Thursday, July 23, 2009

The Snack Smasher - Andrea Perry

Illustrated aby Alan Snow
Atheneum Bks for Young Readers
Rating: 3
Endpapers: Front: Green watercolor wash with tractor
Back: Splashes of aqua and fuschia with footprints

A variety of "vile villains, ruthless roughnecks, scoundrels, scalawags and dastardly deed doers" are described in the 13 poems in this book including people like snack smashers, wicked waitresses, ink drinkers, and snake knotters. Here are a couple:

The Scary-Hair Fairy (MUST use this near SCHOOL PHOTO DAY)

‘Twas the night before pictures – those taken at school –
when kids want their hair to look stylish and cool.

The students were nestled in bed unaware
of what was about to become of their hair.

When up on the dresser top, who should appear,
but that messer of tresses photographers fear.

The Scary-Hair Fairy! That rascally knave!
That scoundrel whose magic makes hair misbehave.

More rapid than spritzing, he’ll straighten your curls.
He’ll give you six cowlicks and bangs all awhirl.

With a twist of his comb and mysterious gel,
you’re helplessly under his hair-raising spell.

He’ll tangle your ringlets.

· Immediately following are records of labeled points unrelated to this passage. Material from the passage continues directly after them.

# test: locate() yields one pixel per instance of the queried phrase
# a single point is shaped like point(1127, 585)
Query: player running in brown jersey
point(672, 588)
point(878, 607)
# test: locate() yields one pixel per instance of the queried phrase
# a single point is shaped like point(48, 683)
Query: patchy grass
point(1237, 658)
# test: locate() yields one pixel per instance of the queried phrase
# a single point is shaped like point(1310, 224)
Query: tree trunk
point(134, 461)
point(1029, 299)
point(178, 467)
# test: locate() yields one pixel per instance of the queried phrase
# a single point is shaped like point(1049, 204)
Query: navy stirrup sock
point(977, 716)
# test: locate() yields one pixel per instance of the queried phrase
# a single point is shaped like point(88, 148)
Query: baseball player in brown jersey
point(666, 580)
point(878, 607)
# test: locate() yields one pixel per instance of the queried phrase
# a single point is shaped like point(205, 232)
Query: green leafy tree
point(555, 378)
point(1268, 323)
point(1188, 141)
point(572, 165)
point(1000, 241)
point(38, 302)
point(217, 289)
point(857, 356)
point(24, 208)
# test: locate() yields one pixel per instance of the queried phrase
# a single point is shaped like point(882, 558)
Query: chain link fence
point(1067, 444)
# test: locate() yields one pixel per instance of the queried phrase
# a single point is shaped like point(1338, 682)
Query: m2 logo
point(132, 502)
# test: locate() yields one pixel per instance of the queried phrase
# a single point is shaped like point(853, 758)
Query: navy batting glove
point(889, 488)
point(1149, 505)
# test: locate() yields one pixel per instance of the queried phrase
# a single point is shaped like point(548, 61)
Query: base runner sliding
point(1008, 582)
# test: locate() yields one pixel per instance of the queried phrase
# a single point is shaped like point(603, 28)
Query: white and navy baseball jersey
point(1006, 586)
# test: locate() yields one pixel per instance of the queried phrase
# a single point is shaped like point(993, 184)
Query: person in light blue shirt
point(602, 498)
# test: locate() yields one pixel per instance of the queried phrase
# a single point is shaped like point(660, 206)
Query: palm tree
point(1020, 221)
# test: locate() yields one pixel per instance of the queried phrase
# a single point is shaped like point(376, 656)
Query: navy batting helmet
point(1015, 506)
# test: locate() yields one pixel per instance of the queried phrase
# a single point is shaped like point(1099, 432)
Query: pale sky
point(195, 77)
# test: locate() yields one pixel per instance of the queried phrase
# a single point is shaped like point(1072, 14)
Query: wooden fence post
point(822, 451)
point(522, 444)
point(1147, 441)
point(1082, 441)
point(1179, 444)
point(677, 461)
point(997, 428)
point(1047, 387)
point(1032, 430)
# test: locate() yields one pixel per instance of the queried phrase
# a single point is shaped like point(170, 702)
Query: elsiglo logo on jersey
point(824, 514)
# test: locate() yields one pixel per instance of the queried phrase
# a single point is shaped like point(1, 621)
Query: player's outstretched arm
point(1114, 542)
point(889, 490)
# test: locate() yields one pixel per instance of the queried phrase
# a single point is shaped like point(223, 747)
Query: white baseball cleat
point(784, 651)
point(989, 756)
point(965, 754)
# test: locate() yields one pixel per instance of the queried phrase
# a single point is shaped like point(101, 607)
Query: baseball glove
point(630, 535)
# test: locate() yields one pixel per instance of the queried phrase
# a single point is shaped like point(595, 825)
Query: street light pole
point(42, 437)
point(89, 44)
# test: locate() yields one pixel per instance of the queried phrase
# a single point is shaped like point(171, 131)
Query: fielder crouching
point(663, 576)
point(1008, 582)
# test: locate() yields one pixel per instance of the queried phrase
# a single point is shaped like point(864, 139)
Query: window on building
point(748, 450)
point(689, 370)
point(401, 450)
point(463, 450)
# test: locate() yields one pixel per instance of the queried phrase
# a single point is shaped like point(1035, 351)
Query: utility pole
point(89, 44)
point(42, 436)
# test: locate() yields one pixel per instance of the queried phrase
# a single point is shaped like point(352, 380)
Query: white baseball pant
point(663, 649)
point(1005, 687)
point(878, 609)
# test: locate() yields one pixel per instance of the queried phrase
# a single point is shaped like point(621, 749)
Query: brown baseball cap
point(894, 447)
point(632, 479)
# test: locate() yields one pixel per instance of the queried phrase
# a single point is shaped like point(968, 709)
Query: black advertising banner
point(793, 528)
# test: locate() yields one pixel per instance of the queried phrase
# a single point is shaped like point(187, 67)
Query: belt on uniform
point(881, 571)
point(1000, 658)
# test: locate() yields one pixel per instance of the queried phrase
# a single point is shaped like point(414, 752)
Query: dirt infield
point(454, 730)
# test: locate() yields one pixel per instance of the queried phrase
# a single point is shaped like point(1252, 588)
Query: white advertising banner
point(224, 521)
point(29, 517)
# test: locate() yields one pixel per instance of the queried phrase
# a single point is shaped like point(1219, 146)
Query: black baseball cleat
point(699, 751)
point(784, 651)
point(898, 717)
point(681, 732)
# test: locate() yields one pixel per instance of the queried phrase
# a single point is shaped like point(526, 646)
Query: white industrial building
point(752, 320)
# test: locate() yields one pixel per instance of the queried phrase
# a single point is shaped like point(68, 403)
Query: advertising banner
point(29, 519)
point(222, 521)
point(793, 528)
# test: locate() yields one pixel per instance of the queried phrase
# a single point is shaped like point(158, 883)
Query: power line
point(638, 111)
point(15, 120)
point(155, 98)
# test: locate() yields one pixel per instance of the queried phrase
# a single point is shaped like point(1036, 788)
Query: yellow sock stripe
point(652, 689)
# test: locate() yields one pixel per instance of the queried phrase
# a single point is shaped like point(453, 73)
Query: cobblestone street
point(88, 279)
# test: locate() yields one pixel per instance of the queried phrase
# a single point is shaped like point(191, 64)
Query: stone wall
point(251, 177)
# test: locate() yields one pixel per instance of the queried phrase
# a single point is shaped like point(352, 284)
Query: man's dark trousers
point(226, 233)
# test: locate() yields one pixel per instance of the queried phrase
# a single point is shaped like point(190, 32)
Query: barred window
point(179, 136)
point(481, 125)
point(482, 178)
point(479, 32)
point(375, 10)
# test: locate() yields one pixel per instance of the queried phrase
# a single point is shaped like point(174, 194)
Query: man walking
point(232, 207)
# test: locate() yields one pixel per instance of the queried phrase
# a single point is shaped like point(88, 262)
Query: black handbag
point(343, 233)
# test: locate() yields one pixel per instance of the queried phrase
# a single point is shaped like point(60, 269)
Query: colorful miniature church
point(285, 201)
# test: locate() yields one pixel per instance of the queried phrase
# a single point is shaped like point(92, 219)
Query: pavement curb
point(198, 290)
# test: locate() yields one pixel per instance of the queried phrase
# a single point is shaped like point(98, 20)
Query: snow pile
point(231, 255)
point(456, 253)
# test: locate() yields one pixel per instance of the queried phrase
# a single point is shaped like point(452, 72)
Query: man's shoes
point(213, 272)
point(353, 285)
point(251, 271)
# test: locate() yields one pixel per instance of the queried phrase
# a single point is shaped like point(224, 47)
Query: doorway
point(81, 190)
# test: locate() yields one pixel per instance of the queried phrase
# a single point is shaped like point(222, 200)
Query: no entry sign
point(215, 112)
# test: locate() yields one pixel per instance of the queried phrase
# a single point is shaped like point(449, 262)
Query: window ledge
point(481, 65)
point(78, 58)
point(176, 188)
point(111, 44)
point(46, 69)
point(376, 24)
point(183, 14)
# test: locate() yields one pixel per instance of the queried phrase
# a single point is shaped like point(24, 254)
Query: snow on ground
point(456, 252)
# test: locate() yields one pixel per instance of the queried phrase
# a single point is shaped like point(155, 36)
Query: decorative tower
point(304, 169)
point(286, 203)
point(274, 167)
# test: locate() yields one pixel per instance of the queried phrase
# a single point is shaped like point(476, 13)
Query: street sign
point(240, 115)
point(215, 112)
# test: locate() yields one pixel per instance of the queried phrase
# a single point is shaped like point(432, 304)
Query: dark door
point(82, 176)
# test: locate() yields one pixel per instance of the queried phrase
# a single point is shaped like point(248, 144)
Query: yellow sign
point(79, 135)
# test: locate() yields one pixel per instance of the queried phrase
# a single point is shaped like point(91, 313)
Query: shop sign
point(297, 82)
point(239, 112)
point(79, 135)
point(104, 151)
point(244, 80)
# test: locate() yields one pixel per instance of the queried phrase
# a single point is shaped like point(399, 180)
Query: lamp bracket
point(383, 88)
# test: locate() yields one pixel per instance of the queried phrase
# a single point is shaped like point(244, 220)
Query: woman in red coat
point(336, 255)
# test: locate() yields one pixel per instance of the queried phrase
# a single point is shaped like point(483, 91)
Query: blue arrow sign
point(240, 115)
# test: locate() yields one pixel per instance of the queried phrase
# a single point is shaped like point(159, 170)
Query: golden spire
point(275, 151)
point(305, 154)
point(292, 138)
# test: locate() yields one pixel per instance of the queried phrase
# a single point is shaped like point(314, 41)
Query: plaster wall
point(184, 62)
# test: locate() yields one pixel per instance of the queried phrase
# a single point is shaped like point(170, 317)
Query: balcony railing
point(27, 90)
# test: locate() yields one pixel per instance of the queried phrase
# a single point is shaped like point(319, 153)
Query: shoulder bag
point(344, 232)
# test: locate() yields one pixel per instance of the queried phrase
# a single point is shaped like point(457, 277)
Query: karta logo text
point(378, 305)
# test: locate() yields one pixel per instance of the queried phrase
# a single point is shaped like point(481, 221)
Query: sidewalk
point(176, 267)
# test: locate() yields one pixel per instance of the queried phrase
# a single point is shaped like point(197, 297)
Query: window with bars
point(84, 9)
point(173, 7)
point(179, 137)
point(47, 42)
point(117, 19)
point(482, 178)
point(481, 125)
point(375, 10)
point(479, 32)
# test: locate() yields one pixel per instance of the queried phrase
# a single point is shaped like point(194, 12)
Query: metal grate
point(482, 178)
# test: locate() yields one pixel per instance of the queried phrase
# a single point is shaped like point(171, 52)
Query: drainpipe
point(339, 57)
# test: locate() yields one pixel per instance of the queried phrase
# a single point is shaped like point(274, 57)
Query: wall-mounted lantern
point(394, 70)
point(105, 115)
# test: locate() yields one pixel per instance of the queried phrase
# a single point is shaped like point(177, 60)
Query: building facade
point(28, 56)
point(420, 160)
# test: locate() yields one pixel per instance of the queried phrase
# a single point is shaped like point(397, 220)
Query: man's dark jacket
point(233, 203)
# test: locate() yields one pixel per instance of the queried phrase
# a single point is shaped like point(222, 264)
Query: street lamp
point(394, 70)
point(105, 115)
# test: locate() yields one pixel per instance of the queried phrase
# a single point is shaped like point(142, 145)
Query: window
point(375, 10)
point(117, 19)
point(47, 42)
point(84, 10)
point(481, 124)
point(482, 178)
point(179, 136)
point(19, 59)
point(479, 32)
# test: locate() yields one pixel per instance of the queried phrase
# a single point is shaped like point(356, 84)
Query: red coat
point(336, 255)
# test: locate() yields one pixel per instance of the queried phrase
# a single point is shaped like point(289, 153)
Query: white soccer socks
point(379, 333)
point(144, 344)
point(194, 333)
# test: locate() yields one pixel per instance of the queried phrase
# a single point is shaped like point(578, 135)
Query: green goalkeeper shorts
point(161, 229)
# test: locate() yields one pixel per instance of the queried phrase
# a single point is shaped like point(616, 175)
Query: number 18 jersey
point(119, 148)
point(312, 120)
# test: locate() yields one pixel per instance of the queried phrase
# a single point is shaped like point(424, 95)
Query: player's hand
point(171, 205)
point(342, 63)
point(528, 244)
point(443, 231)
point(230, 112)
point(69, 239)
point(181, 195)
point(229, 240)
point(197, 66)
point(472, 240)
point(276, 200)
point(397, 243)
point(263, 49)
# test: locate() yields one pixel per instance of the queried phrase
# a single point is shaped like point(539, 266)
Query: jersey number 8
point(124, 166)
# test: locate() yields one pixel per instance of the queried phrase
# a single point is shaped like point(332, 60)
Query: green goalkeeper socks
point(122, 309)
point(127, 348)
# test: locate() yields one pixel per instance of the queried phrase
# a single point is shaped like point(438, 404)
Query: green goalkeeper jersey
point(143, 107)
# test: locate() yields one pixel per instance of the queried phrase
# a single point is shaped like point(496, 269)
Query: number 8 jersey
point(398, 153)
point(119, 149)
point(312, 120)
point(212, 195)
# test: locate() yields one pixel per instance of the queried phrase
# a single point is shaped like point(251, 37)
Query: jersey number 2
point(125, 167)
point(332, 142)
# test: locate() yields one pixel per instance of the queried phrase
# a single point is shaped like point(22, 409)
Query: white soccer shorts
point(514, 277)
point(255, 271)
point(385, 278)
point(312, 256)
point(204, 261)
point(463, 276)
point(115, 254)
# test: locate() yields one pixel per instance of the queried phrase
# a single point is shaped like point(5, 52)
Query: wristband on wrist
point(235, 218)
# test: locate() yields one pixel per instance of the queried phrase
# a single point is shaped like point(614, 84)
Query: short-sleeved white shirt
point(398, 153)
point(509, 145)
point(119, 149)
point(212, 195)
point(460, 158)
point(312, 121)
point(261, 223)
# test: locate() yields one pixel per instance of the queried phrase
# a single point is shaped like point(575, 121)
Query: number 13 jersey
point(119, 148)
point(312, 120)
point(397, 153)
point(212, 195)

He’ll snarl and he’ll knot
and stiffen and crimp all your hair so it’s taut.

And then he’ll be off spreading split ends and frizz
to the next unsuspecting young Mister and Ms.

Yet as he’s departing, his warning is clear.
He snickers with such a cold scalawag sneer.

“Tomorrow will bring you the bleak prospect of
a school picture only a mother could love!”


That sound you can hear?
At night in the dark?
That isn’t a sneeze, or a burp, or a bark?

It’s loud and alarming?
It keeps you awake?
And causes your bed and your dresser to shake?

That sound is the Snorist.
It means that he chose
to sneak with his tuba inside your dad’s nose.

He won’t ever leave
or stop making noise
since being annoying is what he enjoys.

He’s rude and uncouth,
a bothersome creep,
who wants to make sure no one gets any sleep.

He’ll play on for hours –
six, seven, or more –
each song getting louder and worse than before.

There might be a lull,
but don’t rest too soon…
the Snorist has merely switched to his bassoon!